Very sharp looking humidor, and some nice sticks as well


----------



## SixPackSunday (Dec 25, 2008)

congrats man. for reals. that thing is a BEAUTY


----------



## shortstory5 (Sep 3, 2008)

Awesome humidor and haul... Some of your guys' stashes amaze me.


----------



## Humidor Minister (Oct 5, 2007)

Now THAT'S the way to fill the new Humidor. Those look delectible. Looks like a very good quality humidor as well. You, my friend, have great taste.


----------



## ProBe (Jan 8, 2009)

Sweet looking smokes,awesome humidor congrats.


----------



## Hendu3270 (Jan 23, 2009)

Sweet setup you got there


----------



## Cisco Kid H2 (Jan 15, 2009)

Beautiful Humi like the color. Way to go


----------



## karmaz00 (Dec 5, 2007)

wow very nice collection man...awesome humi as well


----------



## Baz (Feb 11, 2009)

Beauty tower and great additional pickups for your inventory...!
Is that 1926 Padron a great smoke...?


----------



## darkninja67 (Feb 7, 2009)

Oingo Boingo that is a good way to spend a lot of cash. Very nice humidor and collection.

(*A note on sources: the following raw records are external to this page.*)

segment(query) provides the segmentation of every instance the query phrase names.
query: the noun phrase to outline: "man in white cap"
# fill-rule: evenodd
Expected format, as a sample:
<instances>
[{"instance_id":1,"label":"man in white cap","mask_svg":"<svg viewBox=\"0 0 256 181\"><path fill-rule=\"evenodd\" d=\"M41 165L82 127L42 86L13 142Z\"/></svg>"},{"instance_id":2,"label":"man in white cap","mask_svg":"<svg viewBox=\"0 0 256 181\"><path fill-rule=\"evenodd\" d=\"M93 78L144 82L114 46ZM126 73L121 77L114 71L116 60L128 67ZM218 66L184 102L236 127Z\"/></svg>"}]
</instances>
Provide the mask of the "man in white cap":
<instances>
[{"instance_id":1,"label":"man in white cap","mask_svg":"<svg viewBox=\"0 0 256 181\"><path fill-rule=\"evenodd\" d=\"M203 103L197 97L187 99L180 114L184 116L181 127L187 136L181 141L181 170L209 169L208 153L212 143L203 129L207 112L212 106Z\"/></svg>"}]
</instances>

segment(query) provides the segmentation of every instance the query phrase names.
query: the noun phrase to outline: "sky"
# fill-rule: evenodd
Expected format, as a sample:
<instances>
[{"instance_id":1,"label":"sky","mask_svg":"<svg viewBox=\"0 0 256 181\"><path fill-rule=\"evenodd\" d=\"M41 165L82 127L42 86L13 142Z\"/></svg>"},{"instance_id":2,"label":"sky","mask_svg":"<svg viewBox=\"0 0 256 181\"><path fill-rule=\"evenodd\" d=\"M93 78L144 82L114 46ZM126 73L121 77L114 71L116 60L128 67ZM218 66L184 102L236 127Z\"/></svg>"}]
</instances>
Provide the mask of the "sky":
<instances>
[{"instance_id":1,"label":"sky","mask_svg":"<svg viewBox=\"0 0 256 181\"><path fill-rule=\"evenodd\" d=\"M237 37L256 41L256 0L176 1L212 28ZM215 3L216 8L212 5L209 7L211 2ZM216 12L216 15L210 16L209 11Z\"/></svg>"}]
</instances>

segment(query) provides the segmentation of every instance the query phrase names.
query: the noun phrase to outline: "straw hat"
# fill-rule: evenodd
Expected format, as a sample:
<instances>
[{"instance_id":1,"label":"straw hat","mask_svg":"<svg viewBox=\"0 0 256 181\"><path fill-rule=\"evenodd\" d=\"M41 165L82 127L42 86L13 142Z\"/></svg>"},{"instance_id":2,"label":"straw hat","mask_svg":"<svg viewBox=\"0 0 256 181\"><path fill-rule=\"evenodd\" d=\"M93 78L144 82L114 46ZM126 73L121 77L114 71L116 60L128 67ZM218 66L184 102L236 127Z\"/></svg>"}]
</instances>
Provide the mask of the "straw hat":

Enjoy them.


----------



## klipsch (Jan 31, 2009)

As I clicked through the photo's all that came to mind was Holy Shit! Very Nice!!! Happy Birthday to You!


----------



## Buddha024 (Jul 31, 2008)

klipsch said:


> As I clicked through the photo's all that came to mind was Holy Shit! Very Nice!!! Happy Birthday to You!


:tpd:

:ss :w :ss


----------